The Setup Problem: Running Out of Road
But here's the other reason you're getting stuck: you haven't planted enough seeds in your story's garden.
Think about the last time you watched a great movie. Remember that moment when something from earlier—a throwaway line, a weird object, a minor character—suddenly became crucial? That's Chekhov's Gun at work, named after Anton Chekhov's famous principle: "If you show a gun in the first act, it must go off in the third."
But here's what writers often miss: the reverse is also true. If you need a gun to go off in the third act, you better have shown it in the first.
The Chekhov's Gun Inventory: Your Story's Toolkit
This is where the Chekhov's Gun Inventory becomes your secret weapon. It's a simple list you maintain of every potential "gun" in your story—every detail, skill, object, relationship, or piece of information that could pay off later.
Your inventory might include:
- Physical objects (a locked box, a rusty key, a photograph)
- Character skills or knowledge (she speaks Russian, he's afraid of heights)
- Relationships (two characters who used to date, a estranged sister)
- Locations (an abandoned warehouse mentioned in passing)
- Information (a family secret, a historical event)

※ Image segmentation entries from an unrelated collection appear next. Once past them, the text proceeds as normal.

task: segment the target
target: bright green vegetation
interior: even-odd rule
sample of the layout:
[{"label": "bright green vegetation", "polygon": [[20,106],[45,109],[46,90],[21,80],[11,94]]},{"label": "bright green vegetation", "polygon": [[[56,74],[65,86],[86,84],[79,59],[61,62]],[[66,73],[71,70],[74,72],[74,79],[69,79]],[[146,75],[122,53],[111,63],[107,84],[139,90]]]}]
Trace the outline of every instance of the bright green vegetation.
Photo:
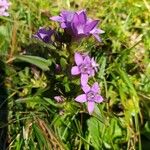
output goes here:
[{"label": "bright green vegetation", "polygon": [[[11,3],[10,17],[0,17],[0,61],[4,62],[0,63],[0,72],[6,72],[5,77],[4,73],[0,77],[3,84],[0,95],[6,97],[0,109],[4,103],[8,105],[5,107],[8,122],[0,115],[3,120],[0,127],[8,125],[9,148],[148,150],[150,2],[11,0]],[[54,74],[56,60],[47,56],[51,47],[35,44],[31,39],[40,26],[58,27],[48,17],[58,15],[62,9],[86,9],[91,18],[101,20],[100,28],[105,31],[102,43],[90,38],[78,46],[100,64],[96,80],[105,102],[98,104],[91,116],[84,105],[73,99],[80,92],[76,81]],[[43,59],[19,56],[24,52]],[[65,72],[65,56],[60,63]],[[65,97],[63,103],[53,99],[58,91]]]}]

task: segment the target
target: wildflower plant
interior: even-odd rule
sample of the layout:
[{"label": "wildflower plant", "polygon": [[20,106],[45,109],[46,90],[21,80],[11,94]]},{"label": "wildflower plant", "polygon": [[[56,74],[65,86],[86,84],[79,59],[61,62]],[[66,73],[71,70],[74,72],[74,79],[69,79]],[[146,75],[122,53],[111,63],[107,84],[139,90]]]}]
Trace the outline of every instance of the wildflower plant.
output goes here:
[{"label": "wildflower plant", "polygon": [[9,16],[9,13],[7,12],[9,6],[10,2],[7,0],[0,0],[0,16]]},{"label": "wildflower plant", "polygon": [[[66,60],[69,63],[66,64],[66,68],[64,68],[67,69],[68,72],[65,78],[70,78],[71,82],[73,82],[74,80],[73,76],[76,76],[76,78],[78,78],[78,80],[80,81],[78,86],[85,92],[85,94],[79,95],[76,98],[75,95],[72,94],[72,99],[80,103],[87,102],[87,110],[91,115],[94,111],[95,103],[100,103],[103,101],[102,96],[99,94],[100,89],[98,83],[95,82],[91,88],[88,85],[89,80],[91,80],[91,78],[95,76],[96,72],[98,72],[99,64],[96,63],[94,58],[91,58],[89,54],[86,53],[86,50],[81,52],[76,51],[74,43],[78,42],[79,40],[81,41],[83,38],[88,38],[91,35],[93,35],[97,39],[97,41],[100,42],[101,39],[99,37],[99,34],[103,33],[103,31],[97,28],[99,20],[88,18],[85,10],[77,12],[64,10],[60,13],[59,16],[50,17],[50,20],[59,22],[60,28],[62,28],[64,32],[60,34],[58,31],[54,31],[50,28],[46,29],[43,27],[40,28],[33,37],[43,41],[44,43],[51,44],[56,48],[60,46],[58,45],[58,42],[60,42],[60,40],[57,39],[63,39],[62,35],[71,38],[69,43],[65,43],[65,41],[63,41],[61,42],[62,46],[59,47],[60,49],[62,49],[63,45],[66,44],[64,53],[66,53],[65,55],[68,55],[68,59],[66,58]],[[54,35],[55,37],[54,41],[52,41],[51,39],[52,35]],[[60,54],[58,55],[62,60],[62,56]],[[59,63],[61,64],[61,61],[58,62],[59,60],[56,60],[57,58],[54,59],[56,61],[55,67],[58,66]],[[74,61],[76,65],[74,65]],[[57,70],[58,69],[56,69],[56,72]],[[61,96],[55,95],[54,99],[56,101],[61,101]]]},{"label": "wildflower plant", "polygon": [[10,1],[11,11],[0,0],[0,149],[149,149],[147,2]]}]

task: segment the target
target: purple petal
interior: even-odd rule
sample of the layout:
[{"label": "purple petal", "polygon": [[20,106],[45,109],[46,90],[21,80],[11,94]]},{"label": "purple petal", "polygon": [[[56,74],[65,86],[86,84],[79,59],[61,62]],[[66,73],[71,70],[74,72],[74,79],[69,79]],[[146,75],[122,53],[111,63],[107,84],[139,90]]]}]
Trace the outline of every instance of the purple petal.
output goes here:
[{"label": "purple petal", "polygon": [[96,27],[96,25],[98,24],[98,22],[99,22],[99,20],[94,20],[94,21],[87,23],[85,26],[85,30],[84,30],[85,33],[88,33],[91,30],[93,30]]},{"label": "purple petal", "polygon": [[82,55],[79,54],[79,53],[75,53],[74,59],[75,59],[75,62],[76,62],[76,64],[77,64],[78,66],[81,65],[82,62],[83,62],[83,57],[82,57]]},{"label": "purple petal", "polygon": [[92,35],[97,39],[97,41],[99,41],[99,42],[102,41],[98,34],[92,34]]},{"label": "purple petal", "polygon": [[79,15],[78,15],[78,19],[80,21],[81,24],[85,24],[87,21],[87,17],[86,17],[86,13],[85,11],[82,11]]},{"label": "purple petal", "polygon": [[99,85],[97,82],[95,82],[91,88],[91,90],[94,92],[94,93],[99,93]]},{"label": "purple petal", "polygon": [[88,55],[85,56],[84,62],[85,62],[85,63],[91,63],[91,58],[90,58]]},{"label": "purple petal", "polygon": [[81,74],[81,85],[84,86],[88,82],[88,74]]},{"label": "purple petal", "polygon": [[77,96],[75,98],[75,101],[79,102],[79,103],[84,103],[86,102],[86,95],[85,94],[81,94],[79,96]]},{"label": "purple petal", "polygon": [[95,102],[96,103],[101,103],[102,101],[103,101],[104,99],[103,99],[103,97],[101,96],[101,95],[97,95],[96,97],[95,97]]},{"label": "purple petal", "polygon": [[95,103],[94,103],[94,102],[91,102],[91,101],[89,101],[89,102],[87,103],[88,112],[89,112],[90,115],[91,115],[92,112],[94,111],[94,105],[95,105]]},{"label": "purple petal", "polygon": [[50,17],[50,19],[53,21],[57,21],[57,22],[63,22],[63,18],[60,16],[53,16],[53,17]]},{"label": "purple petal", "polygon": [[72,23],[73,23],[75,26],[78,25],[78,24],[80,23],[80,22],[79,22],[79,18],[78,18],[78,14],[77,14],[77,13],[74,14]]},{"label": "purple petal", "polygon": [[78,66],[73,66],[71,68],[71,74],[72,75],[78,75],[78,74],[80,74],[80,70],[79,70]]},{"label": "purple petal", "polygon": [[83,10],[77,11],[77,14],[79,15],[79,14],[82,13],[82,12],[85,12],[85,13],[86,13],[86,10],[83,9]]},{"label": "purple petal", "polygon": [[63,29],[67,28],[67,25],[66,25],[66,23],[64,23],[64,22],[62,22],[62,23],[60,24],[60,26],[61,26],[61,28],[63,28]]},{"label": "purple petal", "polygon": [[84,91],[84,93],[88,93],[90,91],[90,86],[88,84],[82,86],[82,90]]}]

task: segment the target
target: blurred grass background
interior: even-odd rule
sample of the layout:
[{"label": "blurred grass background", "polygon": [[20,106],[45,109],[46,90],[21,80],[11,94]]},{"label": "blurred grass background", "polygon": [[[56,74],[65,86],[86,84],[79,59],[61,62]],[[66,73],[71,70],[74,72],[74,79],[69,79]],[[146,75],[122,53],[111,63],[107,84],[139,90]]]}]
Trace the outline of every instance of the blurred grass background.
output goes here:
[{"label": "blurred grass background", "polygon": [[[9,17],[0,17],[0,58],[8,97],[7,146],[11,150],[149,150],[150,148],[150,1],[11,0]],[[100,64],[96,77],[105,102],[89,116],[73,99],[57,104],[51,96],[52,74],[15,56],[30,47],[39,27],[63,9],[86,9],[105,31],[102,43],[86,48]],[[40,52],[39,52],[40,53]],[[4,68],[1,65],[1,69]],[[49,78],[48,78],[49,76]],[[61,78],[60,78],[61,79]],[[60,81],[59,81],[60,82]],[[63,85],[69,82],[64,79]],[[51,87],[51,88],[49,88]],[[65,89],[66,90],[66,89]],[[49,92],[49,93],[48,93]],[[66,94],[73,93],[70,89]],[[3,107],[3,104],[0,105]]]}]

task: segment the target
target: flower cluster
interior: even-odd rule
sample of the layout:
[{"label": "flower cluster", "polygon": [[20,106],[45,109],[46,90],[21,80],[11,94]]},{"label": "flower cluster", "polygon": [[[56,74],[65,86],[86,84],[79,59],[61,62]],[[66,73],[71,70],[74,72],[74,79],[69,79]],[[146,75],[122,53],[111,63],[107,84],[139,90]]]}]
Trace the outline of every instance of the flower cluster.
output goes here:
[{"label": "flower cluster", "polygon": [[33,35],[33,37],[45,42],[45,43],[52,43],[52,35],[54,34],[54,30],[51,30],[51,28],[46,29],[41,27],[38,32]]},{"label": "flower cluster", "polygon": [[0,0],[0,16],[9,16],[7,12],[10,3],[7,0]]},{"label": "flower cluster", "polygon": [[74,59],[76,66],[72,67],[71,74],[81,74],[81,85],[86,85],[88,78],[94,76],[95,72],[97,72],[98,64],[96,64],[94,59],[91,59],[88,55],[81,55],[79,53],[75,53]]},{"label": "flower cluster", "polygon": [[[51,28],[47,29],[42,27],[33,37],[45,43],[53,44],[56,48],[57,44],[58,47],[61,48],[61,45],[66,42],[66,49],[68,48],[67,51],[69,57],[72,57],[72,54],[74,53],[74,50],[71,49],[71,42],[78,41],[91,35],[100,42],[101,39],[99,34],[104,33],[103,30],[97,28],[99,20],[88,18],[85,10],[77,12],[62,11],[59,16],[53,16],[50,19],[59,22],[60,27],[64,29],[63,34],[56,32]],[[54,35],[55,41],[52,41],[52,35]],[[68,43],[66,39],[70,39],[70,37],[71,40],[69,40],[70,43]],[[64,43],[62,44],[61,42]],[[72,58],[69,59],[71,60]],[[80,75],[80,84],[84,91],[84,94],[77,96],[75,101],[80,103],[87,102],[88,112],[89,114],[92,114],[95,103],[101,103],[103,101],[98,83],[95,82],[91,87],[88,85],[89,78],[95,75],[99,65],[95,62],[94,58],[90,58],[87,54],[76,52],[74,54],[74,60],[76,65],[71,68],[71,75]],[[55,65],[55,69],[56,73],[61,71],[58,64]],[[59,95],[55,96],[54,99],[57,102],[63,102],[63,98]]]},{"label": "flower cluster", "polygon": [[85,93],[77,96],[75,101],[80,103],[87,102],[88,112],[91,114],[94,111],[95,102],[101,103],[103,101],[98,83],[95,82],[91,88],[87,84],[89,77],[94,76],[95,72],[97,72],[98,64],[88,55],[81,55],[79,53],[75,53],[74,59],[76,66],[72,67],[71,74],[81,75],[81,88]]},{"label": "flower cluster", "polygon": [[98,41],[101,41],[99,34],[104,33],[97,28],[99,20],[88,18],[85,10],[62,11],[59,16],[53,16],[50,19],[59,22],[60,27],[65,29],[75,40],[93,35]]}]

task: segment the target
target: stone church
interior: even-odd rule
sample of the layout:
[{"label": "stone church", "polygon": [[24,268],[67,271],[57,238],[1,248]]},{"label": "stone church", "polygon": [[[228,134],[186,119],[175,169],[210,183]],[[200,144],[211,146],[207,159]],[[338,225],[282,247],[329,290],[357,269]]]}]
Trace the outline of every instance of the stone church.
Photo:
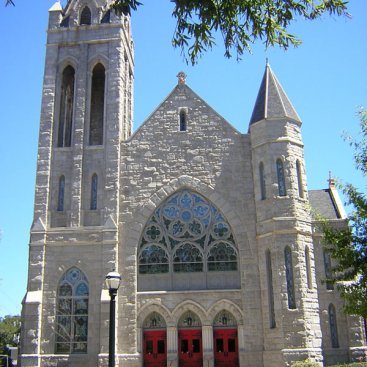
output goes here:
[{"label": "stone church", "polygon": [[[130,18],[49,10],[22,367],[107,366],[105,276],[122,276],[116,365],[281,367],[366,356],[366,325],[323,282],[301,120],[266,65],[241,133],[186,84],[132,133]],[[169,76],[168,76],[169,77]]]}]

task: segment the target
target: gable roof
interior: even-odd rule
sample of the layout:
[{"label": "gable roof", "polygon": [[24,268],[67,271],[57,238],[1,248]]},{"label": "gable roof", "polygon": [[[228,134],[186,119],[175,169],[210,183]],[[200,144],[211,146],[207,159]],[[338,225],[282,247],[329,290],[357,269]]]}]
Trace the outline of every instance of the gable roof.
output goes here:
[{"label": "gable roof", "polygon": [[330,189],[310,190],[308,198],[316,214],[325,219],[341,219],[342,215],[335,205]]},{"label": "gable roof", "polygon": [[267,64],[250,119],[250,125],[260,120],[284,117],[301,122],[270,65]]}]

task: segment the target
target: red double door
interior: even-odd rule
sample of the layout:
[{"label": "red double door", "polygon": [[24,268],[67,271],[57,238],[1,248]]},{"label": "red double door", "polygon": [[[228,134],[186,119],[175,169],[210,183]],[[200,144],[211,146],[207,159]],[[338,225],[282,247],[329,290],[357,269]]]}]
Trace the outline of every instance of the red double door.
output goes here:
[{"label": "red double door", "polygon": [[203,366],[201,329],[179,330],[178,348],[179,367]]},{"label": "red double door", "polygon": [[[203,350],[200,329],[178,331],[179,367],[202,367]],[[214,329],[215,367],[238,367],[237,329]],[[144,331],[144,367],[167,366],[167,333]]]},{"label": "red double door", "polygon": [[166,330],[144,331],[144,367],[167,366]]},{"label": "red double door", "polygon": [[214,366],[238,367],[237,329],[214,329]]}]

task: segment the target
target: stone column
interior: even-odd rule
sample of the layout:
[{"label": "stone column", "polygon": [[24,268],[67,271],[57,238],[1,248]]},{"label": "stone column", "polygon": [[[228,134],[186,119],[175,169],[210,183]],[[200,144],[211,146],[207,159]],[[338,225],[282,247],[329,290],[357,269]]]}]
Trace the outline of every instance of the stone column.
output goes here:
[{"label": "stone column", "polygon": [[202,329],[203,343],[203,366],[214,367],[214,350],[213,350],[213,326],[206,325]]},{"label": "stone column", "polygon": [[177,350],[177,328],[175,326],[167,327],[167,366],[178,366]]}]

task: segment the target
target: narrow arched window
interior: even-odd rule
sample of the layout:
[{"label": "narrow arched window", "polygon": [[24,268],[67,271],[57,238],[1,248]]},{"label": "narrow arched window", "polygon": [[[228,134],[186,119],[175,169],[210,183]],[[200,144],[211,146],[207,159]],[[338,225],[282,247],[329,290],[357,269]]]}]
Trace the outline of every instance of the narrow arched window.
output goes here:
[{"label": "narrow arched window", "polygon": [[301,163],[299,163],[298,159],[296,161],[296,170],[297,170],[298,195],[300,198],[303,198],[304,191],[303,191],[303,181],[302,181],[302,170],[301,170]]},{"label": "narrow arched window", "polygon": [[307,276],[307,288],[312,289],[312,277],[311,277],[311,260],[310,260],[310,249],[308,246],[305,248],[305,265],[306,265],[306,276]]},{"label": "narrow arched window", "polygon": [[98,176],[92,176],[91,190],[90,190],[90,210],[97,209],[97,192],[98,192]]},{"label": "narrow arched window", "polygon": [[73,127],[75,70],[70,65],[62,73],[59,129],[57,137],[58,147],[70,147]]},{"label": "narrow arched window", "polygon": [[61,176],[59,179],[59,190],[57,194],[57,211],[64,211],[65,203],[65,176]]},{"label": "narrow arched window", "polygon": [[187,130],[187,116],[184,110],[180,111],[180,131]]},{"label": "narrow arched window", "polygon": [[88,6],[84,7],[80,14],[80,25],[90,25],[92,23],[92,13]]},{"label": "narrow arched window", "polygon": [[56,353],[86,353],[88,342],[88,280],[78,268],[61,278],[56,303]]},{"label": "narrow arched window", "polygon": [[334,284],[332,283],[333,273],[331,267],[331,256],[327,251],[324,251],[324,269],[326,278],[326,289],[331,291],[334,289]]},{"label": "narrow arched window", "polygon": [[285,175],[284,175],[284,165],[281,159],[277,159],[277,178],[278,178],[278,194],[279,196],[286,196],[287,190],[285,188]]},{"label": "narrow arched window", "polygon": [[329,325],[330,325],[330,339],[333,348],[339,348],[338,325],[336,322],[335,306],[329,305]]},{"label": "narrow arched window", "polygon": [[89,144],[103,144],[103,119],[105,102],[105,68],[97,64],[93,69],[90,101]]},{"label": "narrow arched window", "polygon": [[266,187],[265,187],[265,175],[264,175],[264,163],[259,164],[259,178],[260,178],[260,197],[261,200],[266,199]]},{"label": "narrow arched window", "polygon": [[294,292],[292,250],[289,246],[284,249],[285,276],[287,280],[288,308],[296,308],[296,297]]},{"label": "narrow arched window", "polygon": [[268,302],[269,302],[269,325],[271,329],[276,327],[274,311],[274,289],[273,289],[273,267],[271,264],[271,253],[269,250],[265,253],[266,257],[266,277],[268,281]]}]

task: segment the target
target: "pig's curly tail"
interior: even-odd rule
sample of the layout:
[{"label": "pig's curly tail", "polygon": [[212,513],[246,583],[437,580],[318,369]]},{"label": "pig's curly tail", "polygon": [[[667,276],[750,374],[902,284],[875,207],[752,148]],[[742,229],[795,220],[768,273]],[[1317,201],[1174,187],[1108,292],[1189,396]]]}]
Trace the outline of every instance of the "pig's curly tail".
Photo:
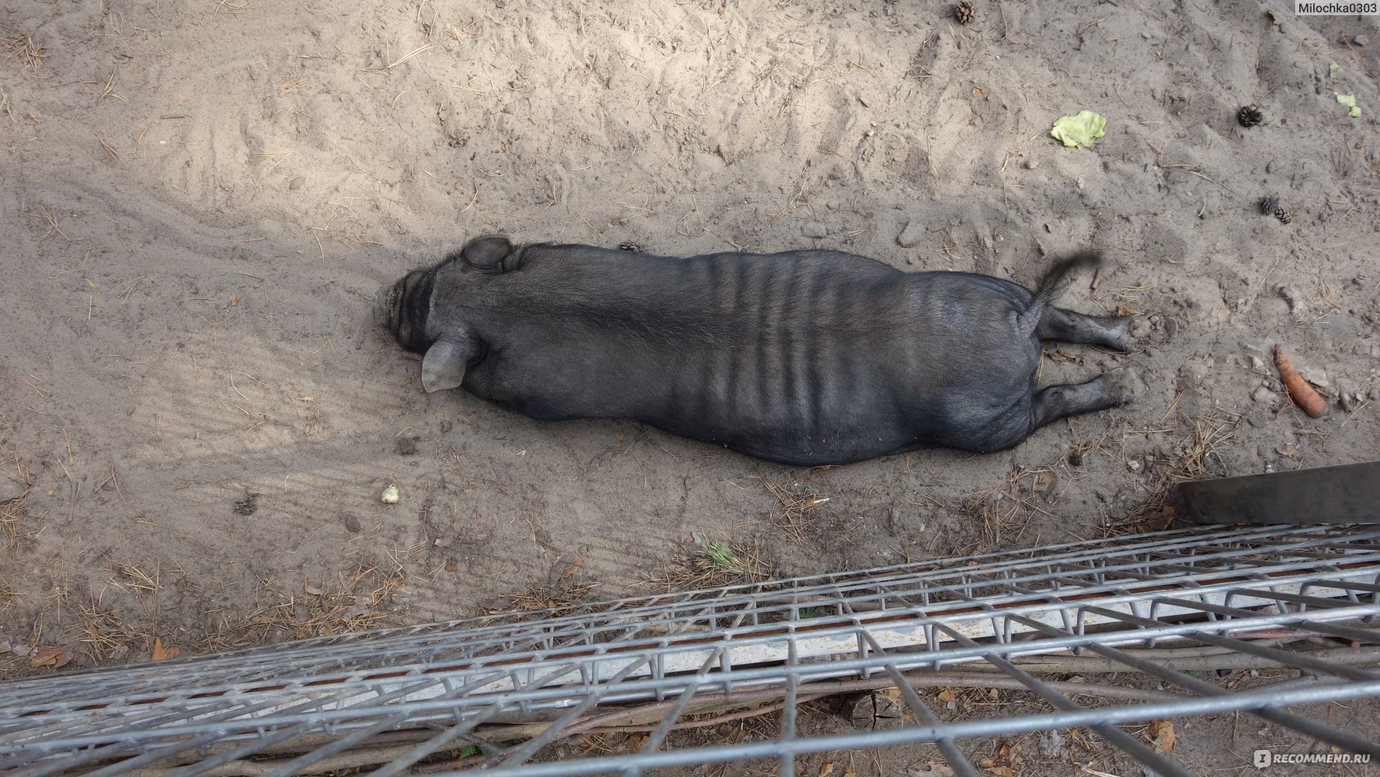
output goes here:
[{"label": "pig's curly tail", "polygon": [[1072,257],[1067,257],[1054,262],[1054,266],[1049,268],[1045,273],[1045,279],[1039,282],[1039,288],[1035,290],[1035,297],[1031,298],[1031,304],[1021,313],[1020,320],[1023,327],[1035,331],[1039,326],[1041,316],[1045,315],[1045,309],[1050,306],[1054,297],[1064,290],[1064,280],[1070,275],[1082,269],[1092,269],[1103,264],[1103,255],[1097,251],[1081,251]]}]

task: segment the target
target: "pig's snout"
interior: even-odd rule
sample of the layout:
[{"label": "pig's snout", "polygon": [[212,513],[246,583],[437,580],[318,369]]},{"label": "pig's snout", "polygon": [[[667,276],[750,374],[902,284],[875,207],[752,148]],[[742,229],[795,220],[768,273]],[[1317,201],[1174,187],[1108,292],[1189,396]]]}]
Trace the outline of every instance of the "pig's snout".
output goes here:
[{"label": "pig's snout", "polygon": [[378,326],[392,328],[393,288],[395,284],[385,283],[384,286],[378,287],[377,293],[374,293],[374,323],[377,323]]}]

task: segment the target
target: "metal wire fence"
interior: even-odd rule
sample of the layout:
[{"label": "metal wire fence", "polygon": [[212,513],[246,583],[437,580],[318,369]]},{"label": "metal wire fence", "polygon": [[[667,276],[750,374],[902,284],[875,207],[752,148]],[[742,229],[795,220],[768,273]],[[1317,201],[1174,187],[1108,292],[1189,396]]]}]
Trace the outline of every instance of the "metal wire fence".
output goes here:
[{"label": "metal wire fence", "polygon": [[[789,776],[802,754],[934,742],[976,774],[965,738],[1086,727],[1159,774],[1188,774],[1118,725],[1232,711],[1380,755],[1365,733],[1289,709],[1380,697],[1376,616],[1380,527],[1185,529],[10,682],[0,773],[233,774],[255,759],[270,776],[638,774],[776,758]],[[1191,653],[1303,675],[1228,690],[1183,672]],[[1045,676],[1049,661],[1141,672],[1163,690],[1090,693]],[[941,720],[918,689],[974,669],[1049,711]],[[799,730],[802,701],[885,687],[904,718]],[[1089,708],[1094,696],[1104,705]],[[778,718],[774,738],[669,747],[689,714],[762,709]],[[639,752],[552,756],[611,726],[644,729]]]}]

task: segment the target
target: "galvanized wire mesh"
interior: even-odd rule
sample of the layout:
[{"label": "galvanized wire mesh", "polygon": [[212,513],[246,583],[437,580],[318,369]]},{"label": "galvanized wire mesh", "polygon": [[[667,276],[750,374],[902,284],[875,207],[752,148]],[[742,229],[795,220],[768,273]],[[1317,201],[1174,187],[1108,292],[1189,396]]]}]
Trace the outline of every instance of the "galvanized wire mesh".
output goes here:
[{"label": "galvanized wire mesh", "polygon": [[[1380,661],[1376,616],[1380,527],[1176,530],[10,682],[0,771],[196,774],[254,756],[273,776],[362,763],[389,776],[475,744],[479,755],[450,766],[636,774],[770,756],[792,774],[800,754],[936,742],[956,773],[974,774],[959,740],[1089,727],[1161,774],[1188,774],[1116,725],[1227,711],[1380,755],[1362,734],[1288,709],[1380,696],[1380,671],[1366,667]],[[1267,632],[1325,645],[1283,650],[1259,639]],[[1147,654],[1163,645],[1318,679],[1230,691]],[[1027,671],[1029,657],[1070,651],[1166,691],[1089,709],[1086,694]],[[963,667],[995,669],[994,682],[1053,711],[941,722],[915,687]],[[887,686],[911,725],[798,731],[802,700]],[[755,704],[780,709],[778,737],[667,747],[686,712]],[[542,749],[627,723],[649,730],[636,754],[552,760]]]}]

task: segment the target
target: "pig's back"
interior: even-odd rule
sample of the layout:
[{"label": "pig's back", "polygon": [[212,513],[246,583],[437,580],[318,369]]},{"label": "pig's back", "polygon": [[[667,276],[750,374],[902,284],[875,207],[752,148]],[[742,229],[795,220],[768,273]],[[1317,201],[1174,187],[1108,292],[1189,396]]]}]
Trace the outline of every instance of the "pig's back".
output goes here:
[{"label": "pig's back", "polygon": [[987,276],[904,273],[834,251],[571,248],[527,248],[511,280],[559,279],[558,291],[509,298],[540,311],[504,327],[511,346],[475,371],[483,391],[466,388],[538,418],[636,418],[793,464],[934,443],[916,429],[955,400],[959,415],[985,413],[955,396],[974,378],[963,363],[989,362],[963,338],[1029,297]]}]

The magic happens when you're stuck. Instead of staring at a blank page thinking "what happens next?", you scan your inventory and ask: "What can I pay off right now?"
Combining the Two: Your New Writing Process
Here's how these techniques work together beautifully:
During Your Vomit Draft:
Keep a running inventory document open alongside your manuscript. Every time you mention something—anything—that could possibly matter later, add it to the inventory. Don't worry about whether you'll actually use it. Just capture it.
When you get stuck, look at your inventory. Can the character suddenly remember her rock climbing experience? Can that weird neighbor from Chapter 2 show up with crucial information? Can they return to that coffee shop where they had their first date?
You're not being clever or crafty yet—remember, this is the vomit draft. You're just unsticking yourself by using tools you've already put in your story.
During Your Real Draft:
Now you can be intentional. Look at your inventory and see what you actually paid off. Those are your real Chekhov's Guns. Go back and strengthen their setup. If the character's rock climbing skill saved the day in Chapter 18, make sure it's mentioned more prominently in Chapter 3.
Remove the guns that never fired—they're just clutter. Add setups for the payoffs you discovered you needed.
The Freedom to Finish
These two techniques work because they remove the two biggest sources of writing anxiety: the pressure to be perfect and the fear of running out of ideas.
The Two-Draft Method tells you: "It's okay if this draft is terrible. You'll fix it later."
The Chekhov's Gun Inventory tells you: "You're not stuck. You have tools. Use them."
Together, they transform writing from an agonizing process of getting everything right the first time into a manageable two-step process: first figure out what happens, then make it good.
So stop staring at that cursor. Open a new document called "Inventory." Give yourself permission to write badly. Plant some guns. See where they fire.
Your story is waiting on the other side of perfect.